Zusatzbeitrag: Sozialausgleich auf der Kippe
Pünktlich zum Jahreswechsel hat die Regierung die Deckelung der Zusatzbeiträge in der GKV aufgehoben. Bezieher von Hartz IV und Geringverdiener trifft der Zusatzbeitrag besonders hart, da er sich nicht am Einkommen orientiert. Diesen einkommensschwachen Gruppen soll über ein Sozialausgleich unter die Arme gegriffen werden. Scheinbar sehr zum Missfallen von Bundesfinanzminister Wolfgang Schäuble, der Medienberichten zufolge den Sozialausgleich untergraben will.

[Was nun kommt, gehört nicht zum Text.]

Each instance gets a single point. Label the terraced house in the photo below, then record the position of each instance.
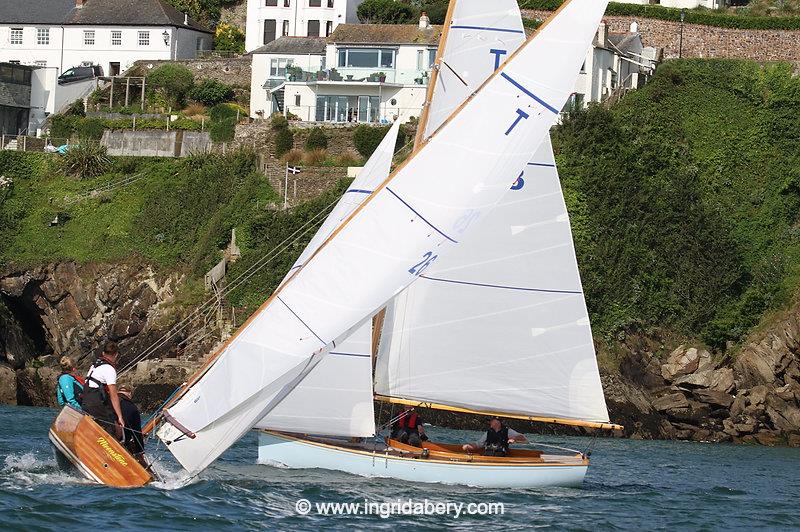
(360, 73)
(62, 34)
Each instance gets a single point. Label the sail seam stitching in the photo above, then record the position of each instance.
(518, 85)
(504, 287)
(420, 215)
(301, 320)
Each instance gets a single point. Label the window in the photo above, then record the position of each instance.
(277, 67)
(366, 58)
(16, 36)
(42, 36)
(269, 30)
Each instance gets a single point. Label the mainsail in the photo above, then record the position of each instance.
(499, 325)
(422, 211)
(335, 398)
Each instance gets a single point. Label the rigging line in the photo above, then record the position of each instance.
(454, 72)
(238, 281)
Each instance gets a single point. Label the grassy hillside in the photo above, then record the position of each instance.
(685, 199)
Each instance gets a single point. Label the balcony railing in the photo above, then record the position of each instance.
(351, 75)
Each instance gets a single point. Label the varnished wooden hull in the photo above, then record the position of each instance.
(96, 454)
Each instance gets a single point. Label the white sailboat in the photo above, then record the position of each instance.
(425, 210)
(498, 326)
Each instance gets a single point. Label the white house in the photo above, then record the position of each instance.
(360, 73)
(61, 34)
(268, 20)
(615, 63)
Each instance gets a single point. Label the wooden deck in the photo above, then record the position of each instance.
(96, 454)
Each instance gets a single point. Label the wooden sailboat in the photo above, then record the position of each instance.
(403, 231)
(511, 291)
(96, 454)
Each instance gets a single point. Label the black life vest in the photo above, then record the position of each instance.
(496, 442)
(77, 386)
(408, 422)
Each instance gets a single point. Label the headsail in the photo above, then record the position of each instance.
(397, 233)
(500, 324)
(335, 398)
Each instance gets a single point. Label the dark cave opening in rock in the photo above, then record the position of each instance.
(28, 319)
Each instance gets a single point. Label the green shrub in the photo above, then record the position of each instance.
(316, 140)
(367, 138)
(386, 12)
(211, 92)
(222, 130)
(172, 83)
(225, 111)
(86, 160)
(278, 121)
(284, 141)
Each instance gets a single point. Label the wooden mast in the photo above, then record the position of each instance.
(204, 368)
(554, 420)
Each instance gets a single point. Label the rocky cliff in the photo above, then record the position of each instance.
(68, 309)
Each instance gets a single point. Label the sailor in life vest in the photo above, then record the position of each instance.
(496, 440)
(69, 390)
(408, 427)
(100, 397)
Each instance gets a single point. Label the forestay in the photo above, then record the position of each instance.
(480, 37)
(335, 398)
(421, 212)
(500, 324)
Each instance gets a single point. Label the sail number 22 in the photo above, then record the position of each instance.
(427, 259)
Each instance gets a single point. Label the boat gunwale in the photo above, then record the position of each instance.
(384, 455)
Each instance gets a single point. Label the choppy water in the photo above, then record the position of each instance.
(630, 485)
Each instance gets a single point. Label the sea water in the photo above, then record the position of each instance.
(630, 485)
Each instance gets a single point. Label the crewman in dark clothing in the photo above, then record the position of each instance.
(133, 424)
(408, 427)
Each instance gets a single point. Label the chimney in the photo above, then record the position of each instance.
(424, 21)
(602, 34)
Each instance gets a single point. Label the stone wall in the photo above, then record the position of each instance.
(706, 41)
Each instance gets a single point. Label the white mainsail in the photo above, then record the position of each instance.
(335, 398)
(500, 324)
(421, 212)
(481, 35)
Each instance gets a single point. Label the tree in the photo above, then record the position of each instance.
(386, 12)
(229, 38)
(171, 83)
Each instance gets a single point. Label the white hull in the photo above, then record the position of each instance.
(295, 453)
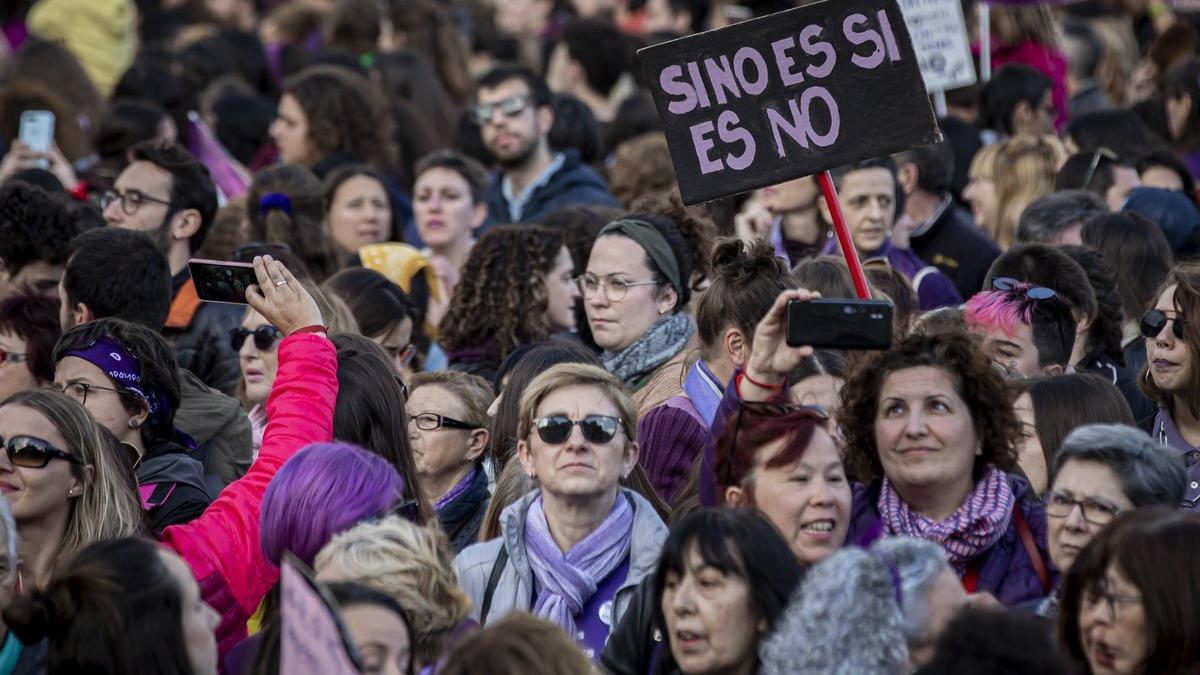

Unterstützung für die Beitragszahler
In der neuen Gesundheitsreform hat die Bundesregierung die Begrenzung des Zusatzbeitrags für Versicherte in der gesetzlichen Krankenversicherung aufgehoben.
In dessen Finanzplanung sind laut der Zeitung „Frankfurter Rundschau“ bis 2015 keine zusätzlichen Mittel für den Ausgleich vorgesehen. Das Problem: Die derzeitigen Mittel gehen wahrscheinlich 2014 aus. Um den bislang offiziell angenommenen Zusatzbeitrag finanzieren zu können, müssten noch einmal Millionen aus Steuermitteln nachgeschossen werden. Allerdings ist davon bislang scheinbar nichts zu spüren. Entsprechend sauer reagieren Gesundheitspolitiker.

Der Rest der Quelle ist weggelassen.